Chuck Jones said that… “the whole essence of good drawing – and of good thinking, perhaps – is to work a subject down to the simplest form possible and still have it believable for what it is meant to be.” This seems to be Euan Cook‘s philosophy as he strives for simplicity of line without compromising the expression or personality of his characters. In this fascinating interview, we find out what inspires him and how his surroundings inform his image making.
Your work contains a lot of figurative content, do you draw from life, do you ever draw in public and can you recommend any great places to sketch crowds?
I really enjoy life drawing sessions, but I also carry around a little pocket-sized sketchbook pretty much all the time and draw people in the street, on the bus, while waiting for a train. It’s kind of irregular, there are a lot more opportunities to sit around outside, drawing people in the summer months. But it only takes a few seconds to quickly sketch a pose that someone has made in the street and it’s all catalogued away somewhere in my head for future reference. Living in London, the best place to draw crowds is pretty much any busy street you can find a spot to sit in. But it’s a lot easier to draw people when they are focusing on something else, so my favourite place to sketch crowds is at live music events, where there is loads of social interaction going on and everyone is too busy watching the band to realise that they are being drawn.
Do you think there are gaps in the market for more heavily illustrated fiction for young adult readers?
Definitely. It’s sort of reflective of a wider gap in the visual, creative education of teenagers. At primary school age children are surrounded by amazing illustration and encouraged to draw and express themselves through visual, non-verbal means. But when they get a bit older the illustrations mostly disappear and so does their artistic education. At the same time teenagers are trying all sorts of new things, finding out what they like, developing deeper understandings of the things around them. If you presented young adult readers with some insightful, relatively mature illustrated texts or graphic narratives they would absolutely love it! Perhaps there is more interest in making illustrated fiction for young adults elsewhere in the world, but in the UK there is definitely some sort of stigma where illustrated books are seen as just being for young children or something. It’s funny, teenagers still love the Quentin Blake illustrated Roald Dahl books and Maurice Sendak illustrations as much as kids and adults do, yet very little is really aimed at their age group.
As a recent graduate which elements of training did you most enjoy?

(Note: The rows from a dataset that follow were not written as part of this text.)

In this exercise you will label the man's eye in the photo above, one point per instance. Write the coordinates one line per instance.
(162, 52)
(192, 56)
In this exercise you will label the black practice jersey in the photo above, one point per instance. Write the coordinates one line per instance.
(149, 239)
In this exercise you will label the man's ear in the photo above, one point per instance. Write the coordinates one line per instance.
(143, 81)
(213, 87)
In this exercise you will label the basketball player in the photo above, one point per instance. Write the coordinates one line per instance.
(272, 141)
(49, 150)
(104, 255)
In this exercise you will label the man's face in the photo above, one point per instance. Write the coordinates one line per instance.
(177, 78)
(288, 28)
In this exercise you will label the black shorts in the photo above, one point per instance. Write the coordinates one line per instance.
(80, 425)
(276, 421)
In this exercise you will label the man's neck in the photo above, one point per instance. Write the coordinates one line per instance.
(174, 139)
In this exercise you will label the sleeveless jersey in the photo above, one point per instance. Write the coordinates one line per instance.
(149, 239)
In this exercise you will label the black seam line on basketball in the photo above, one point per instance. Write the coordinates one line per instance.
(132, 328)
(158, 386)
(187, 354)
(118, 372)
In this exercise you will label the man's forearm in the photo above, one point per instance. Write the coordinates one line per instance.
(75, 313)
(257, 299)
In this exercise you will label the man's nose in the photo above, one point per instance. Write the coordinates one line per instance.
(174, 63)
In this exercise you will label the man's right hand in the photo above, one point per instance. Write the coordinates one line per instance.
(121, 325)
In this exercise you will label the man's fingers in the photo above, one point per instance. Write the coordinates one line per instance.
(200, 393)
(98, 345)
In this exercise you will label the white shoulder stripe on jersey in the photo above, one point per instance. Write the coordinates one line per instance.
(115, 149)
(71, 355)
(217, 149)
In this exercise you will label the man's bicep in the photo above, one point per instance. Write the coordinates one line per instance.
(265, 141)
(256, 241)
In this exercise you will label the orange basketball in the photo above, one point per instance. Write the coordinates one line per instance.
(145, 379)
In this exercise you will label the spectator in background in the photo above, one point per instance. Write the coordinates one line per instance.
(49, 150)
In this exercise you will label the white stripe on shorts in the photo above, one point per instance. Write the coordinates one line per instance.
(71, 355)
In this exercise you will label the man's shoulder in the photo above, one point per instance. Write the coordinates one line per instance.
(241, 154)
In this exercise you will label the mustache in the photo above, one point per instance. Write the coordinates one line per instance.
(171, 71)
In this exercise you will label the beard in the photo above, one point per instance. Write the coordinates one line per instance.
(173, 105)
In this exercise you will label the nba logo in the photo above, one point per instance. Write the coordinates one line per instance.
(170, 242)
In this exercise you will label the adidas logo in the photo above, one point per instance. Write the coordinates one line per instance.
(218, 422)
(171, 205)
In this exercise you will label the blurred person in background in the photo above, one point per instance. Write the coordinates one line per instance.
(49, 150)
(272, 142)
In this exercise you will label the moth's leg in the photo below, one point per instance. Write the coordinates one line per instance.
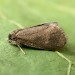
(21, 49)
(69, 61)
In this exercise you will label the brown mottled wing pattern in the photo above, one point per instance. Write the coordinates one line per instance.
(44, 36)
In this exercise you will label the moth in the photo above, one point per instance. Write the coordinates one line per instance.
(43, 36)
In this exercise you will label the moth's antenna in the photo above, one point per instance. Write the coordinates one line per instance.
(21, 49)
(69, 61)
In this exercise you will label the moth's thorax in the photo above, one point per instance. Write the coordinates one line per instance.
(12, 38)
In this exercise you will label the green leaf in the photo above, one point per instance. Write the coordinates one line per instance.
(16, 14)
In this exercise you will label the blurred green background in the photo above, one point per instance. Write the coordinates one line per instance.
(15, 14)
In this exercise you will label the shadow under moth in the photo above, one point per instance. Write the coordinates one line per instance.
(44, 36)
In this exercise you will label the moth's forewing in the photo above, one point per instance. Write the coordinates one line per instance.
(45, 36)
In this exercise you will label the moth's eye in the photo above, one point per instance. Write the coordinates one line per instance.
(11, 37)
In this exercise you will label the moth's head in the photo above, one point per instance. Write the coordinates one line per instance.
(12, 38)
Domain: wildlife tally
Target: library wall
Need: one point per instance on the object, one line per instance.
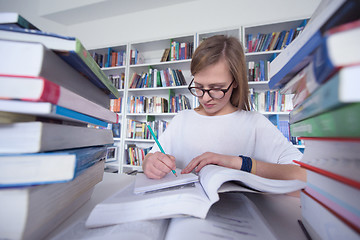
(160, 21)
(188, 17)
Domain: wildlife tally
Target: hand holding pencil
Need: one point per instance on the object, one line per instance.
(157, 165)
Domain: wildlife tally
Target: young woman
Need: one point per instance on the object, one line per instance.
(222, 130)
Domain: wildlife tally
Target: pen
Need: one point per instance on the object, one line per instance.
(304, 230)
(158, 143)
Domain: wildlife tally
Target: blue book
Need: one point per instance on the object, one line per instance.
(18, 170)
(70, 49)
(48, 110)
(341, 89)
(297, 55)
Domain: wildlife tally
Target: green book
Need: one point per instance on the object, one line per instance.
(70, 49)
(340, 122)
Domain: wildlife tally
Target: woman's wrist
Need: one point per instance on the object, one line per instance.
(248, 165)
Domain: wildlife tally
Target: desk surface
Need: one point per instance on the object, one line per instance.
(280, 211)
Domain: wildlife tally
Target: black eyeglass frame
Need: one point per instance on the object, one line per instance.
(208, 90)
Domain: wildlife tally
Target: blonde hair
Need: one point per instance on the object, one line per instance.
(211, 50)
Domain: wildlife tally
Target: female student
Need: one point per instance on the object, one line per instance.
(222, 130)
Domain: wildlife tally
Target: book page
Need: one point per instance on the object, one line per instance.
(147, 230)
(212, 177)
(233, 217)
(126, 206)
(144, 184)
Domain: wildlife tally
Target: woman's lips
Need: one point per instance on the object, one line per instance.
(208, 105)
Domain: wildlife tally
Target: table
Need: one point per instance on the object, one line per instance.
(280, 211)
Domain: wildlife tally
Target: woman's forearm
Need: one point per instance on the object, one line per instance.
(279, 171)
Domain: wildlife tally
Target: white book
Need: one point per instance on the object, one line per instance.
(33, 212)
(31, 137)
(233, 217)
(35, 60)
(322, 223)
(194, 200)
(38, 89)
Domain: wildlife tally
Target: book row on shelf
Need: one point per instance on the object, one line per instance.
(272, 41)
(116, 129)
(258, 71)
(155, 104)
(54, 108)
(178, 51)
(110, 59)
(118, 80)
(115, 105)
(138, 129)
(136, 57)
(157, 78)
(324, 76)
(270, 101)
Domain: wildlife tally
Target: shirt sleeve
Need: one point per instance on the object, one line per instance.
(272, 146)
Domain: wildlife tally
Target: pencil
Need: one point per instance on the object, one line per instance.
(159, 145)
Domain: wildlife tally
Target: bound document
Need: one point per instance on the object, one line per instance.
(191, 200)
(144, 184)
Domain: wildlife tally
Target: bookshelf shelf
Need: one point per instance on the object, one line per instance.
(113, 68)
(139, 140)
(157, 63)
(141, 56)
(150, 114)
(156, 89)
(275, 113)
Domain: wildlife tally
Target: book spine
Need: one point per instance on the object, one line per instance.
(324, 98)
(341, 122)
(89, 67)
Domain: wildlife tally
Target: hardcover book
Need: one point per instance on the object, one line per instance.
(298, 54)
(321, 222)
(32, 137)
(38, 89)
(33, 212)
(192, 200)
(339, 90)
(70, 49)
(19, 170)
(35, 60)
(340, 122)
(14, 19)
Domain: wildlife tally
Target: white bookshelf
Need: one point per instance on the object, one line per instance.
(152, 51)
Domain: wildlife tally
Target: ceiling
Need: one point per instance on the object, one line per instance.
(71, 12)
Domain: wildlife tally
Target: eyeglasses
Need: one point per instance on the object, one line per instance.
(215, 93)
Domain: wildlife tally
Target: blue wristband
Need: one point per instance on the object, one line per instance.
(246, 164)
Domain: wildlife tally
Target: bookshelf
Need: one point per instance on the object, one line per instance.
(259, 53)
(146, 55)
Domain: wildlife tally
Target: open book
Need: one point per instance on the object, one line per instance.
(192, 200)
(143, 184)
(234, 216)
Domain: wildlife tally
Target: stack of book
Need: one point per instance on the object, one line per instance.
(272, 41)
(54, 102)
(322, 69)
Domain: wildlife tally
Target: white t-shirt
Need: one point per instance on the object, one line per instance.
(239, 133)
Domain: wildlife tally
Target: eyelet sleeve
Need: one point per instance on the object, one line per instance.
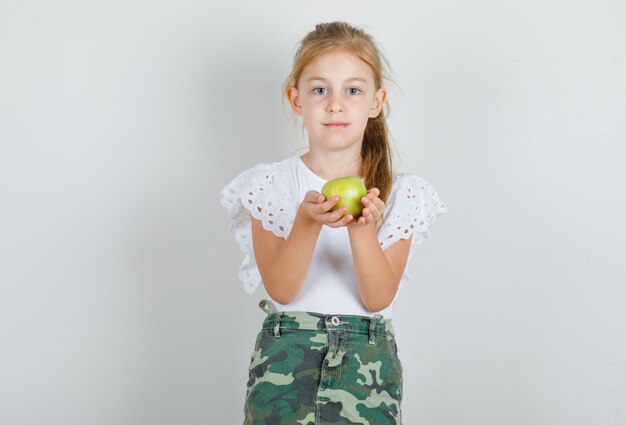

Studying illustration was amazing, the degree course down in Falmouth covered so much ground and introduced me to so many ideas that I now take for granted. But the best aspect was simply being surrounded by other people who were all equally passionate about illustration. Being able to bounce ideas off any of the people around you, getting feedback off tutors who could see beneath the surface of your work and just regularly being exposed to brilliant things you had never seen before, simply being in that environment every day was the most enjoyable thing.
Are there any new and exciting graphic novel illustrators you are a particular fan of?
I’m not sure if he is quite new enough since he has released a couple of English language comics and won a bunch of awards in the last few years, but I get very excited about Brecht Evens. His first book The Wrong Place is just bursting with life, all the characters, emotions, energy and social interaction of a city coming out to party at night. The artwork is absolutely beautiful and it just seems to hit the nail on the head with certain social observations and character interactions.
As a busy professional do you still find the time to draw for pleasure?
I have found it difficult in the past to make time for recreational drawing when working on a deadline, you end up focusing everything you have on the work and it can be very hard to loosen up again. These days I start a day’s work with some warm up drawings, where I just draw anything that comes to mind, to get my hand in and my mind working. These tend to be any old things and I like to work loosely with a brush. There are a few types of thing that I keep going back to in my spare time as well, tarot card style symbolic figures and nocturnal urban landscapes, both of which also end up feeding into projects I am working on in my spare time. So it can be difficult to get into the head space of drawing for pleasure but it absolutely pays off in informing your professional work, both directly and just in terms of keeping your eye in. And just keeping you excited about drawing!
You have a brilliant website packed with beautiful illustrations, do you find having your own online platform is a great way of publicising your work?
It is really nice to have somewhere to curate your work, display what you are most interested in and try to create a cohesive overview of your stuff for people to see. I’m not sure how big a part it plays in publicising my work overall, but it is always the touchstone for introducing myself as an illustrator, the first place I will send people to see my stuff is my website, the contact details I give to people are my name, email address and the address of my site.
You can pack a small tin pencil case with three tools of your trade what will you choose?
A soft pencil, a pen knife to sharpen the pencil to a ridiculous point and a brush pen filled with Quink, with a big old pointy brush tip.